La ville peut-elle devenir une campagne ?

Le produit créatif conçu pour nos collectivités.

Alors qu’aujourd’hui la logique de marque est appliquée à tous les vents et définit autant des individus que des pays, des produits que des services, on peut se demander si nos villes peuvent être communiquées comme on promeut des boissons gazeuses. La ville comme produit ; lubie de marketeur ou opportunité collective?

Pour avancer, mieux vaut ne pas trop s’appuyer sur le passé dans ce dossier. En effet, l’approche traditionnelle nous a donné des bijoux, ici et ailleurs. On a qu`à penser à la campagne toute en nuances « En Gironde, à chacun son point G. » ou encore, plus près de chez nous, à l’excellentissime « Je suis de Terrebonne-humeur » (!).

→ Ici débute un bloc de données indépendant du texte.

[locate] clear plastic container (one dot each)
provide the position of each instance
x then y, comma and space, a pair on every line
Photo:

Fort heureusement, toutes les propositions communicationnelles ne sont pas aussi médiocres. Faisant suite à l’adoption d’une telle expression par Austin (TX), Portand a véritablement su sortir du lot. Sa proposition citoyenne « Keep Portland Weird » a su mobiliser et rayonner à l’étranger. Pourquoi ? Cet axe lui permet d’exprimer une raison d’être ou ce qu’on appelle dans la langue de Shakespeare, un brand purpose. Et cette mission s’appuie sur un ancrage que Portland peut clamer de par sa communauté bigarrée. Ajoutez à cela le phénomène Portlandia, qui a sans doute aidé à cristalliser un peu ce territoire et vous obtenez un impact certain sur une cible réceptive. Un alignement probant – qui a émané des gens et non pas de l’annonceur officiel, spécifions-le.

C’est un rare exemple parmi quelques cas plus stratégiques où l'on a su identifier une proposition porteuse et l’amplifier. Mais le produit créatif qui émane des campagnes de villes semble toujours incomplet. Pourquoi ?

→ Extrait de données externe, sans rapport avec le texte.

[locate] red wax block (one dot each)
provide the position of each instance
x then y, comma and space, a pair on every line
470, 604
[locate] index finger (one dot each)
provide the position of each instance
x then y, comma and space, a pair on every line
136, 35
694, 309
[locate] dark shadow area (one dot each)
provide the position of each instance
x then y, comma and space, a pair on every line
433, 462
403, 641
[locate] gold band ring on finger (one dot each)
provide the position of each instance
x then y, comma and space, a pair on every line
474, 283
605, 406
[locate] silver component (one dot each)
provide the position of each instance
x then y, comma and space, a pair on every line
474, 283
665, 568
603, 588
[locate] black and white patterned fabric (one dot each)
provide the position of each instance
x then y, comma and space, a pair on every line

S’il semble aisé de raconter une histoire sur une ville, de lui trouver une raison d’être et de faire valoir son caractère unique, il reste qu’y vivre ou la visiter commande un tout autre niveau d’expérience. Bien plus encore qu’avec des produits ou services - même ceux qui, comme nos vêtements ou nos voitures, se réclament de notre « identité » - les gens ont une relation unique avec une ville ; une appartenance, un lien affectif ancré dans un besoin primaire, une vision partagée et un ensemble évoqué intime.

Cette expérience unique est faite de formes, de couleurs, de bruits, d’odeurs, de saveurs, mais surtout de rencontres et d’événements marquants. Et cette dimension est difficile à capturer et, surtout, à normaliser. Mon pain ressemble au tien. Mon Montréal, lui, n’appartient à personne d’autre.

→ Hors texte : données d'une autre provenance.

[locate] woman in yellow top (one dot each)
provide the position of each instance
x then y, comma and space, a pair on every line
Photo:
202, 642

Que faire alors ? Une piste peut-être. Avec les nouvelles technologies, on peut de plus en plus engager les sens dans nos outils et objets de communication. On peut faire découvrir, créer ou recréer des moments et faire vivre une expérience en temps réel. Il serait temps de traiter les villes, ces actifs complexes et partagés, comme un ensemble de tribus, afin de faciliter leur exploration par des supports numériques. La première agence d’ici qui réussira à faire ressentir à distance le bonheur de marcher dans le Vieux-Montréal un matin d’hiver à -25 degrés lorsque les rues sont désertes, fera plus pour Montréal que bien des campagnes magazine des dernières années.